カードローンができて、それまでなかなか借りられない人でも、比較的簡単にお金を借りられるようになりました。中には必要に応じて複数のカードローンの契約をする人もいます。

しかし金融機関はこの複数社にまたがる利用を歓迎していないため、契約数が増えていくと、次第に審査が厳しくなります。そこで何件くらいまでなら借りられるのかを調べておくことにましょう。

ただし、借り入れが増えると当然返済は苦しくなるため、なぜ複数の借り入れが必要になってしまうのか、そしてその結果どうなるのかを理解しておくことも大切です。

また複数借入れしてしまった場合や複数利用を考えている場合の対処法、返済が厳しくなってしまったときの対応についても覚えておきましょう。

金融機関は他社利用を嫌う!何社までなら審査を通すのか

金融機関が融資するかどうかを判断する基本は返済してもらえるかどうかという事です。ところがたとえ返済能力があっても審査に落ちることがあります。

理由は審査で過去の問題からくる信用が判断材料に使われるためで、特に金融機関が不安に感じるのが返済先が増える複数利用です。金融に詳しくない場合、この点あまり意識しませんが、何件も借りていれば融資してくれない場合もあるのです。

融資の条件は返済能力があるか無いかだけではない

金融機関の審査では返済能力と信用情報のチェックが行われます。もちろん金融機関はお金を借りてもらって利息を払って貰わないと商売になりませんから、返済能力があれば貸したいのがやまやまなのです。

しかし審査ではいくら返済能力があっても貸して貰えない人がいます。これは信用情報に問題がある場合で、多くはブラックと言って過去のローン返済などに問題があったような人ですが、ブラックで無いにもかかわらず借りられない人もいます。

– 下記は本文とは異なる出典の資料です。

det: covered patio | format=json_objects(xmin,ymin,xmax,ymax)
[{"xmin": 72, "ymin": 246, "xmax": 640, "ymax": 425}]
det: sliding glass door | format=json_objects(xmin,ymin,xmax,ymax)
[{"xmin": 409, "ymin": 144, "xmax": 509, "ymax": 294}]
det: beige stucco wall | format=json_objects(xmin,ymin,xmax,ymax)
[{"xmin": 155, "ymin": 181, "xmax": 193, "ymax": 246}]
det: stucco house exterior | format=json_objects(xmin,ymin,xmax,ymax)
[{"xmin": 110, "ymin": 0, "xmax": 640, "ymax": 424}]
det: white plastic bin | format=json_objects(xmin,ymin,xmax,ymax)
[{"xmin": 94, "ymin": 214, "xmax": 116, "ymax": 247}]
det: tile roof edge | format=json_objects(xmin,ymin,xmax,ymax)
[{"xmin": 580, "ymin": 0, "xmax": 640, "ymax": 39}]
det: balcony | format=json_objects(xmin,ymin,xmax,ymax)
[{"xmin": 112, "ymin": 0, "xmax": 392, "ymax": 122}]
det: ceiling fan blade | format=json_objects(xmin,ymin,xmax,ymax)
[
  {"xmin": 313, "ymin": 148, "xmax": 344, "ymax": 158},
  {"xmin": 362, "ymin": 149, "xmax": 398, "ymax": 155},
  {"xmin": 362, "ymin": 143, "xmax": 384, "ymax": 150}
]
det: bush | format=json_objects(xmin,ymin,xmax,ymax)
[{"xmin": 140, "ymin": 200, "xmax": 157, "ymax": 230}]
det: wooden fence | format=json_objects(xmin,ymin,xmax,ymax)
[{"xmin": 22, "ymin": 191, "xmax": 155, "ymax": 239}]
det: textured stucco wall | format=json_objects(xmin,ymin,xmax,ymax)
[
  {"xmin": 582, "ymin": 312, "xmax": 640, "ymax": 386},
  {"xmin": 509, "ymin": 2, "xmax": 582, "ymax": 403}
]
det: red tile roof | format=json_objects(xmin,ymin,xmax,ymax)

その理由の一つが、他社に借り入れがあるというものです。他社借入れがあれば返済額が増えますから、金融機関としては、返済能力を削ぎますので、歓迎しません。このため審査では件数が増えれば増えるほど返済能力についての判断が厳しくなります。

さらに、借入れ件数によっては返済能力があろうがなかろうが、駄目と判断する事になるのが普通です。

それなら他社からの借り入れを隠せばよいと考える人もいますが、そういった情報は信用情報中に記載されることになるので隠すことはできません。無理に隠そうとすると心証が悪くなって、その点でも審査通過に影響が出る事になります。

具体的な契約可能件数

そこで気になってくるのが、具体的に何件までなら審査に通るのかということになります。ただしその前に収入による制限について説明しておきます。

ここで説明する件数の上限に達していなくも、既に現在の契約が法的あるいは金融機関の内規による上限に達している場合には、それ以上借入先を増やすことはできませんので注意してください。

まず消費者金融に場合は、貸金業法に総量規制というものがあってすべての業者の借入れ合計が年収の3分の1までとなっています。

例えば収入が300万円だとすると、既に業者からの利用限度額の合計が100万円になっている場合には、もう新規の契約はできません。

銀行の場合には、こういった法律による上限はありませんが、多くの銀行んきは内規が決められており、概ね年収の半分程度までとなっています。

こういった条件をクリアしているとして、いよいよ何件まで借り入れできるのかについて調べていくことにしましょう。基本的には、どこまで貸すかは金融機関の考え方次第という事になります。

金融機関には様々な考え方がありますので、最も厳しい場合には、他に借入れ業者が1件でもある時には、審査に通さないというところがあります。

ただし多くの業者はこれ程厳しくはなく、2件目3件目程度までは許容しているのが普通です。つまり返済能力さえ伴っていれば3業者目程度までは契約できる金融機関を探せるということになります。

しかしさらに増やそうとした場合には、そう簡単ではありません。多くの業者では4件目という事になると、審査に落とすのが普通になります。

もちろん業者によってはそれ以上の借入れも許容している場合がありますが、そういった業者を探すのは少々難しくなると考えておきましょう。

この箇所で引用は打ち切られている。